Nobody Wants This. (L to R) Arian Moayed as Andy, Justine Lupe as Morgan, Kristen Bell as Joanne, Adam Brody as Noah, Jackie Tohn as Esther, Timothy Simons as Sasha in episode 209 of Nobody Wants This. Cr. Erin Simkin/Netflix © 2025‘Nobody Wants This’ERIN SIMKIN/NETFLIX

“With the rom-com structure, there is a beginning and an end, and in order to sustain it over multiple seasons, you kind of have to expand out into the ensemble in order to keep it alive,” Lupe said. “There wasn’t a specific conversation that we had with the team, where they were like, ‘We’re going to give you more real estate,’ but it was exciting to see that they were playing around with our characters a little bit more. I’ve done a lot of these kinds of supporting parts, and I’ve just never been given this amount of real estate. This is a different thing, and it felt really exciting.”

Still, at the core of the series is Morgan’s relationship with Joanne. That’s the big love story of her life, at least for now. Asked about her relationship with Bell off-screen, Lupe beamed.

“She is someone who’s like, she’s on set, and then she’s deeply entrenched in her family. I’m a similar person,” Lupe said. “I feel really comfortable with her. I feel really familiar with her. I feel like I can be completely transparent with her about anything that I’m dealing with. There have been, truly, times where I’ve literally thought, ‘What would Kristen do in this moment?’ because she’s just so patient, fun, and thoughtful about the way that she parents and is also just a real team leader on set.”

She added, “There’s a relationship there that’s a substantial one, but it’s not like the kind of thing where we’re hanging out all the time in the way that Tim and I and our spouses all hang out, but it’s very familiar and I think that that translates.”

Bell also goes to bat for Lupe the way a real sister might, and the actress pointed to an experience she had with her co-star right before shooting on Season 2 kicked off.

“I had a movie that happened right before we did the second season, and it was basically overlapping with the season,” Lupe said. “And Kristen went above and beyond, and called everyone on set to push production a week, and was like, ‘We need to do whatever we can to make this possible for Justine’ because it was the first time that I’d ever had a leading role as a female in a movie. That’s something she didn’t have to do, and it was incredibly moving to me.”

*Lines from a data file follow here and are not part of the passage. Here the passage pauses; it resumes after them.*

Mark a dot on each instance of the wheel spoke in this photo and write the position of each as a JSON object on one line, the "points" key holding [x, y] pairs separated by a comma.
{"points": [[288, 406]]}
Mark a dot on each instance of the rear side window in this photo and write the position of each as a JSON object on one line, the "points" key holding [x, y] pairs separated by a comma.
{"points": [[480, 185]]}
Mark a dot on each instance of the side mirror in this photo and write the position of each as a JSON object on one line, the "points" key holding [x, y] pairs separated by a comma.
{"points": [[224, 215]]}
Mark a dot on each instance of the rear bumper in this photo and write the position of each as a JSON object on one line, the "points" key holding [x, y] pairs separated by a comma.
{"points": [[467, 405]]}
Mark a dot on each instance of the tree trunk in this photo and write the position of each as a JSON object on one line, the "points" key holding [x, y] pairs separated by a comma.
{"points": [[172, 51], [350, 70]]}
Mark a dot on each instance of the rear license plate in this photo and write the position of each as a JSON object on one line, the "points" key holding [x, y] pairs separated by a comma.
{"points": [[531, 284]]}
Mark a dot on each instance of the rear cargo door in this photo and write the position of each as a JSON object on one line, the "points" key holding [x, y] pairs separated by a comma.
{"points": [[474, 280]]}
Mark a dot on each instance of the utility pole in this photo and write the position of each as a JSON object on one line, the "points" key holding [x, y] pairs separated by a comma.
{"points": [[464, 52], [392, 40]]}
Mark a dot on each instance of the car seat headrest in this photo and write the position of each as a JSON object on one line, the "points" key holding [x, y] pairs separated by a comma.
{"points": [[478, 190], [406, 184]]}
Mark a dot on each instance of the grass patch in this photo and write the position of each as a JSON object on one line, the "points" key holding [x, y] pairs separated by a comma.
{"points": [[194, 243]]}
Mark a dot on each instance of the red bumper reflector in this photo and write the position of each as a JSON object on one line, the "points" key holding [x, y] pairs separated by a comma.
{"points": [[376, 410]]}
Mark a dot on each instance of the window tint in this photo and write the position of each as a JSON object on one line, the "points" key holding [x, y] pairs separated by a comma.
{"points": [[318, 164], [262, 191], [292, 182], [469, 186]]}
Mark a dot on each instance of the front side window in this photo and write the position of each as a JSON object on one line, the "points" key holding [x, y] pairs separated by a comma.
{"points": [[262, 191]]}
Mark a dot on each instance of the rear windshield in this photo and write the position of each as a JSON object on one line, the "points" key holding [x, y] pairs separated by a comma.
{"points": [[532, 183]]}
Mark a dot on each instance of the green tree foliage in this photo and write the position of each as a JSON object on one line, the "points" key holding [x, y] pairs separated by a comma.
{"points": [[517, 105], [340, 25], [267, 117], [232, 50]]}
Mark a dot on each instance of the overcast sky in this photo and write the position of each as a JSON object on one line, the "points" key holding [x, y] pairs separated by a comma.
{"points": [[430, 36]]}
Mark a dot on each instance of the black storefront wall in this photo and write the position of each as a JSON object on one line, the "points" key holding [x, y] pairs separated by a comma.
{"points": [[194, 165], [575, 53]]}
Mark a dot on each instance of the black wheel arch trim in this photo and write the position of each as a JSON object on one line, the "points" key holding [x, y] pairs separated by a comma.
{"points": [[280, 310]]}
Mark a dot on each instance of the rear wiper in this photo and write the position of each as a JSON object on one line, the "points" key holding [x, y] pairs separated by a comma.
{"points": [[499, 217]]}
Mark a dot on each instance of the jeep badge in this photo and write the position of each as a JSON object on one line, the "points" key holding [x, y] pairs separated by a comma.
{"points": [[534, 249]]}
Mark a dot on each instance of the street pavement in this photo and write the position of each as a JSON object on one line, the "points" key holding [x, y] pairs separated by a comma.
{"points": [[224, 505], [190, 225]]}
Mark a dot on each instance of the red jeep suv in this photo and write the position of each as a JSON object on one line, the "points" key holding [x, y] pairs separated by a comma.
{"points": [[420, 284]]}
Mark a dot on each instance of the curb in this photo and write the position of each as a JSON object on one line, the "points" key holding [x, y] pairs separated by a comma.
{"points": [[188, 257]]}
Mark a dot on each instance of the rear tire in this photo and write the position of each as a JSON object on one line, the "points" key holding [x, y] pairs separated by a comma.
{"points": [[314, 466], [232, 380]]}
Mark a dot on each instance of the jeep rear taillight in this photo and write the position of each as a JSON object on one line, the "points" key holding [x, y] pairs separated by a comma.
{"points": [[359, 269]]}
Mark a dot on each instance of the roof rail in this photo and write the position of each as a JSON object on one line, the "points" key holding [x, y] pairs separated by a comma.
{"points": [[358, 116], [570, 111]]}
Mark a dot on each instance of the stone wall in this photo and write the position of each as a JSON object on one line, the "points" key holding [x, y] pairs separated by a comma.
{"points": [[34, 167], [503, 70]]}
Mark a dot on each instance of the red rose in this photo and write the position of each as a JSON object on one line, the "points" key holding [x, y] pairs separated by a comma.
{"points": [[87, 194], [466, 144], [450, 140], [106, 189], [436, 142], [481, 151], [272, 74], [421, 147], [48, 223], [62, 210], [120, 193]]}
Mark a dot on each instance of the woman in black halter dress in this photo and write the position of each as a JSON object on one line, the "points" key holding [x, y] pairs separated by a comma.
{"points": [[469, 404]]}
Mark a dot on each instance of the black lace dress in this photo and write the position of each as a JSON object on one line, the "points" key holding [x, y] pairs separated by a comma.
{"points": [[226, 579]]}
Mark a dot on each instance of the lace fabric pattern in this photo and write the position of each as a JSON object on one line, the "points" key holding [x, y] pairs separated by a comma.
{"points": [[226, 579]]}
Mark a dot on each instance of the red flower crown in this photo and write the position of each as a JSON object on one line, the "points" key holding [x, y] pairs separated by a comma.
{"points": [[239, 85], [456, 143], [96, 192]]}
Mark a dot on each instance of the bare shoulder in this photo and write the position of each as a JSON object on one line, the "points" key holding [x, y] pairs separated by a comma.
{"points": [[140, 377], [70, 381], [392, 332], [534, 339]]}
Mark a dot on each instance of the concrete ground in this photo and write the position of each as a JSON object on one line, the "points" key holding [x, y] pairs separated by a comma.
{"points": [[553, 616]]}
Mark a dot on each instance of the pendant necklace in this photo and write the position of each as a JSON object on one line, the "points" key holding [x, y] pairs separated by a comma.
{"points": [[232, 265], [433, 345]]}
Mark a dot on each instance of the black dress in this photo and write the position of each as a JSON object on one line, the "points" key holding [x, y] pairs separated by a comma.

Coming up in Season 3, a new co-star: Erin Foster herself, who is playing a currently undisclosed role in the series she created (loosely about her own life!).

“She’s clearly very excited about it, and she picked a part that’s really appropriate for her to be doing,” Lupe said. “The thing that I was most moved by was just how high the stakes were for her. She was really concerned about doing a good job and really wanted to memorize the crap out of it and make sure that she was super-prepared, asking for tips, and asking for coaching from Kristen. I didn’t get to see it, but I did hear that she was really great and really fun, so I’m really excited to see it.”

Is there anything else we might get out of her? Another romance for Morgan, maybe?

“I can’t tell you anything,” Lupe said with a laugh, before literally closing her lips, a natural bit of physical comedy from the actress. “I’m telling you! No, I can’t say anything. I want you to be totally surprised. I was kind of shocked that Erin even said that she was going to be on the show. So, I’ll stay tight-lipped about it, but what I can tell you is — and [the showrunners] have been very open about it — they wanted the feeling of this season to be champagne. They want it to be fun and lively, and so that’s the only kind of clue that I can give, is champagne.”

Here’s to more Morgan.

Season 1 and Season 2 of “Nobody Wants This” are now streaming on Netflix. Season 3 will be released later this year.